I also investigated the possible correlation between number of citations vs. tweet popularity, although I had low expectations since the data is very nosiy. For this, I took the tweets published in the months of June (Fig. 4) and July (Fig. 5) that also contained Arxiv links with preprints uploaded at that time. I chose this period because these months coincide with NeurIPS decisions, and I expected authors to advertise their own research on social media. Additionally, June and July happened almost a year ago, so I expected that the papers got already some citations. For obtaining the current number of citations, I used Semantic Scholar API. Also, I accounted for different tweets posting the same preprints by summing their popularity and classified them based on whether they were published on NeurIPS 2020. Figures 4 and 5 show that although there is a lot of noise (i.e., non-authors posting articles and getting a moderate number of favs + RTs), we can see that popular tweets (right side of each panel) show, on average, articles with more citations than less popular tweets.
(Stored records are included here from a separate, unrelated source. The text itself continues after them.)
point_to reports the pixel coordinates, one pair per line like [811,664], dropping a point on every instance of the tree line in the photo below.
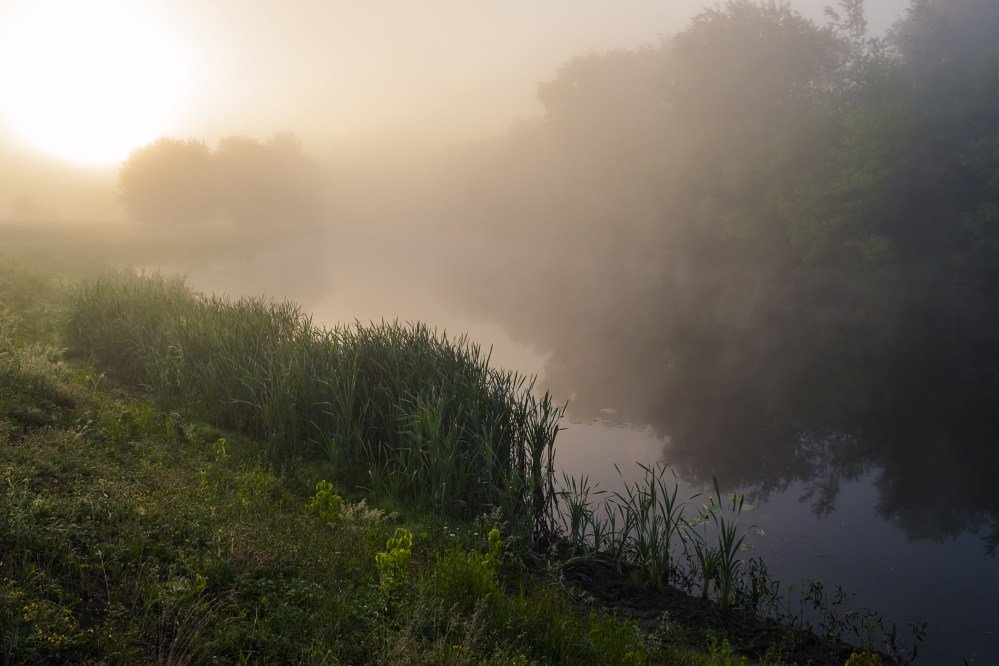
[248,182]
[764,228]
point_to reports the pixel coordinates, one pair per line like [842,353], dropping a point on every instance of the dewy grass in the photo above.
[411,410]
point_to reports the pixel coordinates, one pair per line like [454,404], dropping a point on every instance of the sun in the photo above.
[90,81]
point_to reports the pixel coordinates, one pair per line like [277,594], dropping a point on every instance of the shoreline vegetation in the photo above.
[195,478]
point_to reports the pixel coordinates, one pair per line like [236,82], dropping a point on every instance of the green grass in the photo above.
[165,494]
[398,408]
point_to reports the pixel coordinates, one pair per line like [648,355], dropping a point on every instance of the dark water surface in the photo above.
[949,581]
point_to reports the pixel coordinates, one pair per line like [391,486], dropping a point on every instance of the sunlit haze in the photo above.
[88,82]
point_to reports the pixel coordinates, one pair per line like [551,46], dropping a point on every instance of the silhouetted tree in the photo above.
[170,181]
[267,183]
[246,181]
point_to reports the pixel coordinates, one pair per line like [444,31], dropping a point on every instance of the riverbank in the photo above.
[135,532]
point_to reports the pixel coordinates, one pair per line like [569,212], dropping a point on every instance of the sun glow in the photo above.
[90,81]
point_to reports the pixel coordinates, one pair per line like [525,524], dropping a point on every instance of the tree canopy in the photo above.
[251,183]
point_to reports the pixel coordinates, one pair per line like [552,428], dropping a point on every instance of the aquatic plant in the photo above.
[416,414]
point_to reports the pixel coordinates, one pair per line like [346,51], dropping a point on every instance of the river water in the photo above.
[892,495]
[949,583]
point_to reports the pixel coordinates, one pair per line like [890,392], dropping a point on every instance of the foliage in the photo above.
[174,181]
[325,503]
[393,562]
[419,415]
[464,579]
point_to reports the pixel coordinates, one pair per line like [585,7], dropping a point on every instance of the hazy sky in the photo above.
[335,71]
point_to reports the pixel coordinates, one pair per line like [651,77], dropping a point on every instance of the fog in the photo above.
[717,223]
[763,235]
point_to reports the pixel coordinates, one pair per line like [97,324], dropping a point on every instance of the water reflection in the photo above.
[932,455]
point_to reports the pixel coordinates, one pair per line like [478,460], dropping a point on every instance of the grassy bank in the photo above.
[205,479]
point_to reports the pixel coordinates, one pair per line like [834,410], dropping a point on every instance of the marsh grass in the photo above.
[397,407]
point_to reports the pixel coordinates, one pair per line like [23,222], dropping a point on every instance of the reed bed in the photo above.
[417,414]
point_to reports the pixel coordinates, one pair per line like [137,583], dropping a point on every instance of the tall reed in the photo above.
[415,412]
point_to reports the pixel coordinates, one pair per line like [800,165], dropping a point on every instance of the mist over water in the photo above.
[763,247]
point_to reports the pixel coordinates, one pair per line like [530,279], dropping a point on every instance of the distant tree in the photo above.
[170,181]
[267,183]
[249,182]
Furthermore, there were twice as many preprints finally published at NeurIPS 2020 in June than in July.
Finally, Tables 1 and 2 list the two (favs, RTs) top 10 ML-related Arxiv preprints.
Title | ||
Fooling automated surveillance cameras: adversarial patches to attack person detection | hardmaru | 4438 |
On the Measure of Intelligence | fchollet | 4245 |
Flow-edge Guided Video Completion | jbhuang0604 | 3988 |
Unsupervised Translation of Programming Languages | GuillaumeLample | 3544 |
How to represent part-whole hierarchies in a neural network | geoffreyhinton | 3035 |
DropEdge: Towards Deep Graph Convolutional Networks on Node Classification | lorenlugosch | 2931 |
Deep learning-based model for detecting 2019 novel coronavirus pneumonia on high-resolution computed tomography: a prospective study in 27 patients | medRxiv | fchollet | 2878 |
Learning to Simulate Complex Physics with Graph Networks | PeterWBattaglia | 2639 |
At the Interface of Algebra and Statistics | math3ma | 2458 |
Finite Versus Infinite Neural Networks: an Empirical Study | jaschasd | 2268 |
3. Ideas to improve the bot
I still have to think deeper, but I'm considering the following ideas.3.1 Functionality
- New category: Twitter threads that explain papers.
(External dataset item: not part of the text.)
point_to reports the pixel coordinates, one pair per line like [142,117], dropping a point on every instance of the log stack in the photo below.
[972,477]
- Instead of posting a single Arxiv link per day, posting the top 3 (in a small thread).
- Posting the most popular Github repository of the day.
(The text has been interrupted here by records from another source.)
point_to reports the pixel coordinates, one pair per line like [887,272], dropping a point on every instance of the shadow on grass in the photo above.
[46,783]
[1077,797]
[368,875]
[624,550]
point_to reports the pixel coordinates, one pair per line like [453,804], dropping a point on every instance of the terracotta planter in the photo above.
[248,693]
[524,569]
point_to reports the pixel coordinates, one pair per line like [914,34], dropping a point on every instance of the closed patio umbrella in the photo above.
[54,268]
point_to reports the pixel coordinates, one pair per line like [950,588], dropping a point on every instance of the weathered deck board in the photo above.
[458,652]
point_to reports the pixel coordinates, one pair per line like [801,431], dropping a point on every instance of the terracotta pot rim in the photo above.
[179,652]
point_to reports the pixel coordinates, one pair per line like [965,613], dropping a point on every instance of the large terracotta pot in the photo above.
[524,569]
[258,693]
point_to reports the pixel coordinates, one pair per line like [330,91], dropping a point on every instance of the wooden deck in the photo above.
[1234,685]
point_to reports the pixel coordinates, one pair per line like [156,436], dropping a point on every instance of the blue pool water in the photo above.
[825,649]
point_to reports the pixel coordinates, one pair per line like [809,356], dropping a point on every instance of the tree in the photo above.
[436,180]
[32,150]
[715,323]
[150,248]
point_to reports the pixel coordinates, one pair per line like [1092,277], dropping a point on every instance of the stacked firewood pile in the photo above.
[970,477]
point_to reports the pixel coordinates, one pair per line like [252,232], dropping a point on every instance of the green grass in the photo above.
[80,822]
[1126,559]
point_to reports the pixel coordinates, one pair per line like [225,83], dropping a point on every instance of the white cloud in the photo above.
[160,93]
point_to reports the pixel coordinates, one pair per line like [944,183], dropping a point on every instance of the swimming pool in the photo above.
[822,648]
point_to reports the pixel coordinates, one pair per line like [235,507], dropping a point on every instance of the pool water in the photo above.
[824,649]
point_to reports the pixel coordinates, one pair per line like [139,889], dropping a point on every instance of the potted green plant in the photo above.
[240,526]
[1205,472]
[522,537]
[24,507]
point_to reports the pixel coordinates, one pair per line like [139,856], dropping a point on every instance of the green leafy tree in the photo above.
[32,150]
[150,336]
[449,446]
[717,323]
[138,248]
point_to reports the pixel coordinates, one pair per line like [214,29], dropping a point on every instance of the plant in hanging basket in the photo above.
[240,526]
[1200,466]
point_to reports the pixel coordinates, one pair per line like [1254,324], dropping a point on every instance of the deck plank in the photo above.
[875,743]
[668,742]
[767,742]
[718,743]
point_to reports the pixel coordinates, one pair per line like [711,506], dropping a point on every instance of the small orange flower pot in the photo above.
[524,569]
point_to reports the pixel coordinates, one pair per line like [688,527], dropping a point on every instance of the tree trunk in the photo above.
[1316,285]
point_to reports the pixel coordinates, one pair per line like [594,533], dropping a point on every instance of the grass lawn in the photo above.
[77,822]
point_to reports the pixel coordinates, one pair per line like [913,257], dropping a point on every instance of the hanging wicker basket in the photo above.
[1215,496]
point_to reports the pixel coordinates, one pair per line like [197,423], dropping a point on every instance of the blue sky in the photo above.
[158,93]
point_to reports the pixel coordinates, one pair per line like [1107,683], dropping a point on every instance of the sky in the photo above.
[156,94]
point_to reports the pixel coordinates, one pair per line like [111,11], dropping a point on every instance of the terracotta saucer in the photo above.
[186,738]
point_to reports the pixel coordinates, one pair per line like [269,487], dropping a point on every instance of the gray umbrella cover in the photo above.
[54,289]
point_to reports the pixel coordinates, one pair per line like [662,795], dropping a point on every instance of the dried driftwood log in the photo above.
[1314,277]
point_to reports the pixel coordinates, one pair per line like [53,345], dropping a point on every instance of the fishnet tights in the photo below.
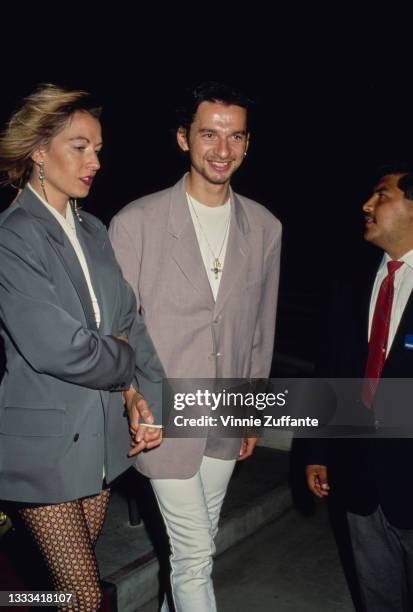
[66,535]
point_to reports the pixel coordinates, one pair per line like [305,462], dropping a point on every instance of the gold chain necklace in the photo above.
[217,264]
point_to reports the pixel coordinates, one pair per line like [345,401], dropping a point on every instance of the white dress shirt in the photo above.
[403,286]
[68,225]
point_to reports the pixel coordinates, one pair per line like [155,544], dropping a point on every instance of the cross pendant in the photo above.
[216,267]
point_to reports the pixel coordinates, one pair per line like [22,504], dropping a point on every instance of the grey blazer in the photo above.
[195,337]
[61,411]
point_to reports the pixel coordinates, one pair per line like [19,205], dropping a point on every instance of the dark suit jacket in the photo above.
[366,472]
[61,416]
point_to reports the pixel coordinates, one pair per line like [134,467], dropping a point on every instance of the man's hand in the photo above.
[317,480]
[247,448]
[143,435]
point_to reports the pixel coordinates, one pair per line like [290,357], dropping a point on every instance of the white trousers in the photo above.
[190,508]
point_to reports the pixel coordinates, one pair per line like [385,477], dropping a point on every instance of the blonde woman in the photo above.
[68,320]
- Online ranking of influencers. However, this probably wouldn't be too different from Figure 3.
3.2 More representation
- Currently, the bot monitors about 270 accounts, and I would like to follow more researchers from less represented backgrounds.
- I'm not sure what would be the best way, but I would like to give more visibility to researchers with less followers. Maybe posting a random preprint sometimes?
4. Final thoughts
Will you share the data?The collected data is highly biased since it is collected from a few researchers who already probably have enough representation. In fact, this imbalance motivated the "more representation" ideas. Therefore, I think that sharing this data has no benefit.
Will you share the code?Currently, the code is not available. The main "body" of this bot consist of less than 50 lines, and for collecting Twitter data I simply use an external library. The other hundreds of lines are calls to the database where I keep the data. So, I think that this code cannot be easily reused and I see no benefit of sharing it. However, I can answer any question related to this bot, and I can share some snippets if someone is particularly interested.